Which raises the question: Why weren’t these detailed reports used earlier to fashion the Upper Garden? The answer, of course, is that while the new garden speaks to Washington the man, the previous, embroidered versions told of Washington the myth. (The Upper Garden’s twin, the Lower Garden, remains an idealized Colonial Revival fruit and vegetable garden.)

“The [Upper] Garden became a reflection of everything we in the 19th and 20th century think about Washington, this romanticized view of the 18th-century man, strolling his pleasure garden, taking in the colors, the fragrances,” White said. “It’s our projection. One of the things the project did was to make people wipe clean their idea of what the garden should be. We all started again.”

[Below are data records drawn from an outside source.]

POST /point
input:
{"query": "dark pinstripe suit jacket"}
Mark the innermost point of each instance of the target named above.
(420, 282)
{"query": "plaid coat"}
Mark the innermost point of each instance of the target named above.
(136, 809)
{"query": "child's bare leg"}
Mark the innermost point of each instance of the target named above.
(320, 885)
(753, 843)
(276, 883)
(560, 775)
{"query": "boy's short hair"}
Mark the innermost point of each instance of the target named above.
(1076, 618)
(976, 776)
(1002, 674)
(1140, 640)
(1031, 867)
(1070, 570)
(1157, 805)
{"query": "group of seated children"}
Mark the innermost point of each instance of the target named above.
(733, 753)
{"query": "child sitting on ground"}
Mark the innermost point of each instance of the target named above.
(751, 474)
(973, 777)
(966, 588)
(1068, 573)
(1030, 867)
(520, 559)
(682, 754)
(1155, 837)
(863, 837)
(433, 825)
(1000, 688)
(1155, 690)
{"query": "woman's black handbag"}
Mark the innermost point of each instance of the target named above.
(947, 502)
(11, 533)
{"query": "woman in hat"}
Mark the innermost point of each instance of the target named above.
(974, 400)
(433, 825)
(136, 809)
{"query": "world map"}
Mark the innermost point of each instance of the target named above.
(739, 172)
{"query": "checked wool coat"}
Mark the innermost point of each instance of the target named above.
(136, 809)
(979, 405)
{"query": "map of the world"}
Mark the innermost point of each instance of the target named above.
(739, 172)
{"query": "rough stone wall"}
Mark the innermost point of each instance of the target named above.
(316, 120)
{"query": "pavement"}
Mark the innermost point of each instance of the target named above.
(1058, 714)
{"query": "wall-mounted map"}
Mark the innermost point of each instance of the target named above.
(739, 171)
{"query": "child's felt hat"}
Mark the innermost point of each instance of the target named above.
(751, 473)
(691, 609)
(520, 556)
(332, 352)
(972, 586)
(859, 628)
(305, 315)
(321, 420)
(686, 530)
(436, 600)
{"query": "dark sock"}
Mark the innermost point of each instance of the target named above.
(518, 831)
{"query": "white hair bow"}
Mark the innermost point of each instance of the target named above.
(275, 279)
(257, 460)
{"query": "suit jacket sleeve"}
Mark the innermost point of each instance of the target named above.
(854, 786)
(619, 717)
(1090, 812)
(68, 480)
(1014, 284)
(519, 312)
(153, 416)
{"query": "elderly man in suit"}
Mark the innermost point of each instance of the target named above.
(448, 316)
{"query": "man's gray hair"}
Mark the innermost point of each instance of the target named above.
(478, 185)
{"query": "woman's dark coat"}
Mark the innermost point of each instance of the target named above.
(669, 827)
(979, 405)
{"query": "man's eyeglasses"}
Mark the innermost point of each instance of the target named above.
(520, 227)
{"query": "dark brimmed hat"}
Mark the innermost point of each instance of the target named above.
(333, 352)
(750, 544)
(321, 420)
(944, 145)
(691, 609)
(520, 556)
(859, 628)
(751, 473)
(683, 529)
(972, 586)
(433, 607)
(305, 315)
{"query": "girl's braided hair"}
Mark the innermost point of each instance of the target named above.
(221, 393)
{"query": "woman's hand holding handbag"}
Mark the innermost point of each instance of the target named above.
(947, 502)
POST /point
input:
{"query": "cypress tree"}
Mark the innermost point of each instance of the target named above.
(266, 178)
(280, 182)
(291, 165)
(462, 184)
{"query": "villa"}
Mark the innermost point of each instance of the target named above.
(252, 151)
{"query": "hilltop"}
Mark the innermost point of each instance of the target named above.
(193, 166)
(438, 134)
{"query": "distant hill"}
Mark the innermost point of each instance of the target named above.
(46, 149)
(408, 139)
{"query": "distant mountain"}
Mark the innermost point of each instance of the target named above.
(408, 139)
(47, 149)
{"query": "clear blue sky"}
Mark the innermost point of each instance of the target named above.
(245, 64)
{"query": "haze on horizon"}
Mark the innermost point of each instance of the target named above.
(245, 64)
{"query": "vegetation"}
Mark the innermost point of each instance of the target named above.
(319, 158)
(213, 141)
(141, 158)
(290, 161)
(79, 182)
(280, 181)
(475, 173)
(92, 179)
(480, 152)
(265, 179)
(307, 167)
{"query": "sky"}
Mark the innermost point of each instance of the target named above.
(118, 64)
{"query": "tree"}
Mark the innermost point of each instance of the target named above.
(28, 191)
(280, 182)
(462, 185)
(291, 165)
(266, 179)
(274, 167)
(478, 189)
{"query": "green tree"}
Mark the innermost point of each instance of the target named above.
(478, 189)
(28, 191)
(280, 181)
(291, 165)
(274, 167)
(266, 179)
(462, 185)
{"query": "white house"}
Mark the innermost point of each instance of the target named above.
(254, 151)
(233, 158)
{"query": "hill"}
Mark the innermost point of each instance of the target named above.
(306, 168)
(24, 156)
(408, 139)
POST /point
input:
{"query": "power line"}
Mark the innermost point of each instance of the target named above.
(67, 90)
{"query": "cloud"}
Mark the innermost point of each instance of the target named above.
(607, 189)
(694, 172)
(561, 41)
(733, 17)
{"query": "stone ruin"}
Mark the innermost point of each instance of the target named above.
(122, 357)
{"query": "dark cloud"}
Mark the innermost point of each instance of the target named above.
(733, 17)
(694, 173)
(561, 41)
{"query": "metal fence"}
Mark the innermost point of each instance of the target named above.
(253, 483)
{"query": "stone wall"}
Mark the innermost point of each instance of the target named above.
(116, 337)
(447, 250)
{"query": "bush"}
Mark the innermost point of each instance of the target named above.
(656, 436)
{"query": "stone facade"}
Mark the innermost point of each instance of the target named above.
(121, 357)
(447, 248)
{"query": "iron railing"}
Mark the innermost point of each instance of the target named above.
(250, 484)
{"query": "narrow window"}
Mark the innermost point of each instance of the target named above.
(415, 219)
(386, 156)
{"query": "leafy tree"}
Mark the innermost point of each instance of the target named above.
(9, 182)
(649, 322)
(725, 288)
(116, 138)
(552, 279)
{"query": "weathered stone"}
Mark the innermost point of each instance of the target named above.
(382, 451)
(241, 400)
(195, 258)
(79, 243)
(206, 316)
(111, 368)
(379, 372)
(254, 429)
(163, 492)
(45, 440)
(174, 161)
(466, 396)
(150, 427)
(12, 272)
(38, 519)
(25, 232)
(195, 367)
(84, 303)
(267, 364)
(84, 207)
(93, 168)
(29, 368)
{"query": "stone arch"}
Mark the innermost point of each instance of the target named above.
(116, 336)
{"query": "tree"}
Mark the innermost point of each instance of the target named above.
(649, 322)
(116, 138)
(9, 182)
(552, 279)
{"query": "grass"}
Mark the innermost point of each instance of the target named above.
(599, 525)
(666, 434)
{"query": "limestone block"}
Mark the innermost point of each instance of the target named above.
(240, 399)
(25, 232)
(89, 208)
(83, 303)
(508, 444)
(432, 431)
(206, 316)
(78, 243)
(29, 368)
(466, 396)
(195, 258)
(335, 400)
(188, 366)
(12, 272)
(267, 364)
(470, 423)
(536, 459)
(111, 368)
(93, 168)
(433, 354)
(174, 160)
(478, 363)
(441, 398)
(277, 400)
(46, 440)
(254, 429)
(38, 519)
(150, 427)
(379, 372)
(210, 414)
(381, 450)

There’s an excellent example of that mythologizing at work in this fascinating blog entry about artist Howard Pyle. In 1896 he wrote a letter to future President Woodrow Wilson in which he describes a painting he wanted to make of Washington the gentleman farmer, the Cincinnatus figure who served his nation when called upon, only to return to his noble bucolic life as man of the earth as soon as possible. “I am informed that the box-walk at Mount Vernon is now very much as it was in Washington’s day. It is very picturesque, and it would be interesting to place Washington in it as a setting,” says Pyle.

The thing is the rows of vegetables rimmed with flowers and clusters of fruit trees would have been, if less picturesque, certainly impressive showings of wealth in Washington’s time. Just because it was practical doesn’t mean it wasn’t also indicative of the landowner’s wealth, available leisure time and large, in this case enslaved, labor force.

The restoration is now almost complete, and it sounds dreamy.

In rebuilding the garden — the construction took place between August and November — crews brought in 350 cubic yards of soil and compost. Bulbs were planted in late 2010, the remaining plantings this spring. Eight mature apple, pear and cherry trees were moved to the orchard bed.

In late spring, the beds of decorative plants feature a mixture of all sorts of heirloom plants — bulbs, annuals, perennials, biennials, shrubs and roses. The gardeners have planted vegetables in strict rows, including peas, beans, beets, lettuce, potatoes, spinach and lots of cabbage-family plants.